Silent House

I keep having dreams about my old house.

Frequent readers and/or Facebook friends know that the house in which I grew up was torn down (to make way for a fancy new one) back in November. I was pretty devastated, wrote about it, and tried to be sanguine and “Zen” about it until a couple of weeks ago, when I saw that there were VIDEOS of it being torn down.

Yes, my friends, there is video. At least two clips that I know of. Maybe more. Poke around the bowels of the internet to find it if you must.  I know that I didn’t have to hit “play” and watch it being torn into and demolished, but I did, and I’m sorry I did, because I am having dreams about my house every night now.

Sometimes, my family is still living there. We are standing around in the kitchen saying, “Wait. Didn’t the house get torn down? Why are we still here?” Last night I dreamed that I was on a college campus and the house was being used for a fraternity. I could see drunken frivolity happening in what was my bedroom window.

I wake up confused and sad and with the singularly disturbing feeling of being displaced.

Part of it, too, I’m sure, is my current “home life,” which is so fraught with bewilderment and resentment and sorrow right now that I’m finding it difficult to find sanctuary. Because we don’t have any help with my mother-in-law on weekends, most of our time is spent up in her apartment, finding tasks for her to do and keeping her occupied so that she doesn’t disassemble the dishwasher or take the screen door off its hinges (she did this last summer, and don’t think I’m not terrified she’ll do it again). And so our laundry piles up, crud gathers in the corners, and all I want to do is eat and cry. Or not eat and cry. Anxiety is wreaking havoc with my appetite.

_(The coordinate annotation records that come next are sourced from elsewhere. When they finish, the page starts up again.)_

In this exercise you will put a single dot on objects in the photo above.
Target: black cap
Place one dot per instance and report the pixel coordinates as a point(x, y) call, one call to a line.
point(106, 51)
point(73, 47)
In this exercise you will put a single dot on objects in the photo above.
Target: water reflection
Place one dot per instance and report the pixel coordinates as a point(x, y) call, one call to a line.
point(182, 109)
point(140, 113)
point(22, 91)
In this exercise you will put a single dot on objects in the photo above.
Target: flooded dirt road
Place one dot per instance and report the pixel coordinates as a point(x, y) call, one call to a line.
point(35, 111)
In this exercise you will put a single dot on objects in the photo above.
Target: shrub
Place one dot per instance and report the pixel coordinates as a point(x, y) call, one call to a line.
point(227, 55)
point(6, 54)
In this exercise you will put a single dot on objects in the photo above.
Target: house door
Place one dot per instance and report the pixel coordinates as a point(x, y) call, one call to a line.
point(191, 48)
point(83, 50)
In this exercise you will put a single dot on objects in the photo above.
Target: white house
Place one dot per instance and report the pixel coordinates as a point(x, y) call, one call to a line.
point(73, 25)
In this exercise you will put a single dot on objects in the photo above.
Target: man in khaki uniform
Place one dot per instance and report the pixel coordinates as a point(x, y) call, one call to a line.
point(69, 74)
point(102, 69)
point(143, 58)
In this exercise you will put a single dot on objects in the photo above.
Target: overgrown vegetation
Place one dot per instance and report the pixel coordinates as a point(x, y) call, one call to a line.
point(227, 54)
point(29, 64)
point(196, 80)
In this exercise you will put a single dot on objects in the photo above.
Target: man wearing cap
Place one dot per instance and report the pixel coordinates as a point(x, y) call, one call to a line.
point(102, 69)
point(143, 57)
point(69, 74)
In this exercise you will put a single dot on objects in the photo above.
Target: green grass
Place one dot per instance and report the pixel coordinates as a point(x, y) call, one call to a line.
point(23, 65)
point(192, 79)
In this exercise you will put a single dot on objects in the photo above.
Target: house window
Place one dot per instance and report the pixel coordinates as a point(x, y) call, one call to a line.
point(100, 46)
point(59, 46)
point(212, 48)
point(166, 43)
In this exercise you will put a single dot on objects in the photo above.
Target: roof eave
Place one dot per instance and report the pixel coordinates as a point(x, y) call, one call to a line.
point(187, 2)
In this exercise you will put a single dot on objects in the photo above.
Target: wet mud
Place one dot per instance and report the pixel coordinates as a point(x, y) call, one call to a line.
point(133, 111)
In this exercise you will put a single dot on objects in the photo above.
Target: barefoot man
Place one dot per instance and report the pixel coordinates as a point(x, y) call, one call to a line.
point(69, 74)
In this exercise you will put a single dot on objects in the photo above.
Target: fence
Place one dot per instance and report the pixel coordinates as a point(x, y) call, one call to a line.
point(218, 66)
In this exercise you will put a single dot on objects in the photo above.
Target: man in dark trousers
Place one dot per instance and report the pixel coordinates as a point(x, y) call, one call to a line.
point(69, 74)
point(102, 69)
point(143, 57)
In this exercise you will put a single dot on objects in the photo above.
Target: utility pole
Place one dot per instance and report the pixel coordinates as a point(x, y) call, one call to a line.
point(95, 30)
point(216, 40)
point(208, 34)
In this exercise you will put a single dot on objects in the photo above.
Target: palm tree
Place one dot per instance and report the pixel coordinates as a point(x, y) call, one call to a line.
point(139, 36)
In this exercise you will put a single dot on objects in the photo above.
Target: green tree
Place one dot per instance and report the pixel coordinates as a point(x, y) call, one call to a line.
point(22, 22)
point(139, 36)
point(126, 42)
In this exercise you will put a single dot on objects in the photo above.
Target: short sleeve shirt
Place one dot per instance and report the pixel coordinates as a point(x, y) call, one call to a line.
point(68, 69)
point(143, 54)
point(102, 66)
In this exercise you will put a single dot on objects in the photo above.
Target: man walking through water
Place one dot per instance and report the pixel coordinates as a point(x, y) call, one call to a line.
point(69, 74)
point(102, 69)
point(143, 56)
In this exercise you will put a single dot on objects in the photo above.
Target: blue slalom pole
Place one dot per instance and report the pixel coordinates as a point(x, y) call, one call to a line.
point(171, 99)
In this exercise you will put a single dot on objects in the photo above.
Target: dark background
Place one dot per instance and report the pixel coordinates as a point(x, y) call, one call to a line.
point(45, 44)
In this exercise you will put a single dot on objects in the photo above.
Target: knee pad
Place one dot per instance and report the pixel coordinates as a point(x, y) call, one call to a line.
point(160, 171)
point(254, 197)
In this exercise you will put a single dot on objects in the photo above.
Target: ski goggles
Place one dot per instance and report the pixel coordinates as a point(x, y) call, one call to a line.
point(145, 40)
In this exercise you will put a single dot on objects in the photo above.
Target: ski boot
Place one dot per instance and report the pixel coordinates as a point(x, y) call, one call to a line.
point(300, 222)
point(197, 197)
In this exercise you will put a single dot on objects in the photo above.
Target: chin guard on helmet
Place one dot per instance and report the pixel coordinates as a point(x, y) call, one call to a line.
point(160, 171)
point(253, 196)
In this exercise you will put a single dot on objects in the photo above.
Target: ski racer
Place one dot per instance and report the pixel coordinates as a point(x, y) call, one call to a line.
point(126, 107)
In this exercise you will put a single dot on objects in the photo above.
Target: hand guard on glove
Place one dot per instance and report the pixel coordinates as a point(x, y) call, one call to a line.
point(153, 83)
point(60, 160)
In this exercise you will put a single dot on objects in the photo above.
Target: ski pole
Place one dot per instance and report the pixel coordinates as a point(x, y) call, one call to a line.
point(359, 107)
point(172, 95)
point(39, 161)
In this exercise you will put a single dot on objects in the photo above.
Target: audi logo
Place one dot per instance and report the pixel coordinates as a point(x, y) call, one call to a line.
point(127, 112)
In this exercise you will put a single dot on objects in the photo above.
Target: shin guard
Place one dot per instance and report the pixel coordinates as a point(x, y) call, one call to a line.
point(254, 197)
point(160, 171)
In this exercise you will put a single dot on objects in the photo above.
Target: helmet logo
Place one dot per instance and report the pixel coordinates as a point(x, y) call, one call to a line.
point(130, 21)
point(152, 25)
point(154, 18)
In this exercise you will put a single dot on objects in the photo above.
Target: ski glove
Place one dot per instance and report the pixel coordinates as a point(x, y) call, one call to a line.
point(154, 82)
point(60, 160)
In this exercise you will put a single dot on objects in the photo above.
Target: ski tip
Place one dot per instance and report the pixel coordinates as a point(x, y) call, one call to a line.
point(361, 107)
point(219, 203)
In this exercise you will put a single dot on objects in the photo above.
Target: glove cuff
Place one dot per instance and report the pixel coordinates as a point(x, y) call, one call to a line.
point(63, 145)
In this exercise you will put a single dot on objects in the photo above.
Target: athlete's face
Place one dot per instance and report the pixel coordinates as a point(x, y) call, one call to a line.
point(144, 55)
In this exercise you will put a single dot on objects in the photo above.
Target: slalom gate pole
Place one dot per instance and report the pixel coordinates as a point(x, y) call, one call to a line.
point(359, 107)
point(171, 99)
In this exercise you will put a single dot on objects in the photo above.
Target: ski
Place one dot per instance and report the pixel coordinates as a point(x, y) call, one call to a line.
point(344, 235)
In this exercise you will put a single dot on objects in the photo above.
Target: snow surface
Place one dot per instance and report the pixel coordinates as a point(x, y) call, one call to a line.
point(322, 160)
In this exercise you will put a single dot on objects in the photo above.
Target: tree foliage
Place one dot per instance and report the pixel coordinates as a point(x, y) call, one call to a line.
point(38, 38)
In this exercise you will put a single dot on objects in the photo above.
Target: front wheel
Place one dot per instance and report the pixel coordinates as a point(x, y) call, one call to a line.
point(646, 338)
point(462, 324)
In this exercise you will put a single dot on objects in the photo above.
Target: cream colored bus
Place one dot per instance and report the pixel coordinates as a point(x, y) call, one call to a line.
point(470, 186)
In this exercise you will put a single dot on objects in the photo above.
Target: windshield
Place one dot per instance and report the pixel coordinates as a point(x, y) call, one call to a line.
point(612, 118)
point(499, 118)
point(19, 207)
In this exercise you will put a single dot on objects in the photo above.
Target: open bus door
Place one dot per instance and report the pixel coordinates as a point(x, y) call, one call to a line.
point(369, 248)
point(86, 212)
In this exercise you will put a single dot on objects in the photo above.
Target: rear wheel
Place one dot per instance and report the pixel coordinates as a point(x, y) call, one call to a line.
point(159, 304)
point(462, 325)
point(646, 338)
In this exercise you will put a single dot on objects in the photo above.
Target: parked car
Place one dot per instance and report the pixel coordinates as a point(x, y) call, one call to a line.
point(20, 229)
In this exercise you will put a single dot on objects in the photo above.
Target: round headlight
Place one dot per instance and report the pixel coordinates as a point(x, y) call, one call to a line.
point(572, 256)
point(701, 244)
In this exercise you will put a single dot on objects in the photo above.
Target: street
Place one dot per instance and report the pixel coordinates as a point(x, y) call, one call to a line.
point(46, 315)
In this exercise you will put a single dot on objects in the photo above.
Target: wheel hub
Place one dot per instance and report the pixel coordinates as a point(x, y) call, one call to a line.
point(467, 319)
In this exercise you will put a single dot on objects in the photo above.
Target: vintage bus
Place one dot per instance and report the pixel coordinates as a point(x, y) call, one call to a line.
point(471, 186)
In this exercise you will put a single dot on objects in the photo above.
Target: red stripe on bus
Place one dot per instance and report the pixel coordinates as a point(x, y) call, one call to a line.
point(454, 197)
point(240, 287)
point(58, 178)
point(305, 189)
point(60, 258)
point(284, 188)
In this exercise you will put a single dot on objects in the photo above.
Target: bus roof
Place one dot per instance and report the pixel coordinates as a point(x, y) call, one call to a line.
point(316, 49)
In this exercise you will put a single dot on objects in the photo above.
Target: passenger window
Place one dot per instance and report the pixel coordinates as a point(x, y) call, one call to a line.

We are at the point where “something has to be done.” There are cracks everywhere, our hearts are breaking as we watch my mother-in-law become a total stranger to us, and I feel like all we have at our disposal is a box of Band-Aids.

The other day, she stormed out her door and into the front yard. This was a new thing, since she rarely ventures outside of her own volition. She immediately began picking dead leaves off the azalea bushes, then turned her attention to the various tiny twigs on the lawn. She was scraping and digging around with her bare hands, and so when Kevin went to try and stop her before she got too dirty, she let loose with a fusillade of curses. The yard was horrible, he was horrible, this was her house. He couldn’t take it anymore (even as you understand that this is what Alzheimer’s does to a person, you can only handle so much of being told by your own mother how much you suck), so I went out and tried to calm her down.

“I just have to do a few more.”
“I know, Mom. But it’s getting late and we were going to take care of the yard this weekend.”
This is my house. And the girl I love most in the world is going to see this, and it’s not right.”

Currently, my way of dealing with her when she is like this is something I call “Acknowledge & Deflect.” It goes a little like this:

“I know. I know it’s your house and you want things to look right. And we’re going to take care of it. I know that you get frustrated because you can’t take care of things like you used to. So let’s go upstairs, and I’ll fix you some dinner, and we’ll talk about it.”

It worked. She was in a pretty good mood by the time I got her ready for bed. But then I went downstairs and sobbed.

This is her house. She herself doesn’t remember how to clean it, or fix whatever is wrong with it, and things are not to her pre-Alzheimer’s standards, and so she gets angry. I am living in her house, and I am not doing a good job of housekeeping.

My friend Megan, a young woman of great courage and character, has not seen most of her family in over a year and a half. They belong to a church whose rules of conduct are quite clear; if you do not agree, you do not belong. She wandered for quite a long time before finding new roots, but before she did, she wrote: “I don’t know where to go when I can’t go home.”

I am feeling this today, more than I should, probably. The house in which I live does not feel like home. The house that did is gone.

Last month, Kevin and I had a rare “date night” and we went to see Neil Finn.  You know, my boyfriend since around ’84 or so.  It was, as always, a great show.  But he played this one:

And I lost it.  I lost it all over the place.

I will try to connect
All the pieces you left
I will carry it on
And let you forget
I’ll remember the years
When your mind was still clear
How the laughter and life
Filled up this silent house…

We are starting to look at assisted living facilities.  We’ve met with our attorney and our Geriatric Care Manager and this is, simply, what needs to happen.  We honored our promise to her and kept her in her house for as long as she was able to safely live there.  She needs more assistance than we can provide her.  And the assistance she needs is outside of these walls she’s called hers for most of her life.  I don’t know how she is going to react to this.  I can’t explain it to her; she won’t understand.

I’ve used this blog to try and explain to people how fucking awful this disease is, how it shakes your faith to its very roots and makes you question what it really means to be YOU.  Where are you, really, when your memories and your ability to function as you once did take leave of you, until you are no longer able to live in your own home?

I don’t need to see video of my home being destroyed.  I live in a destroyed home already.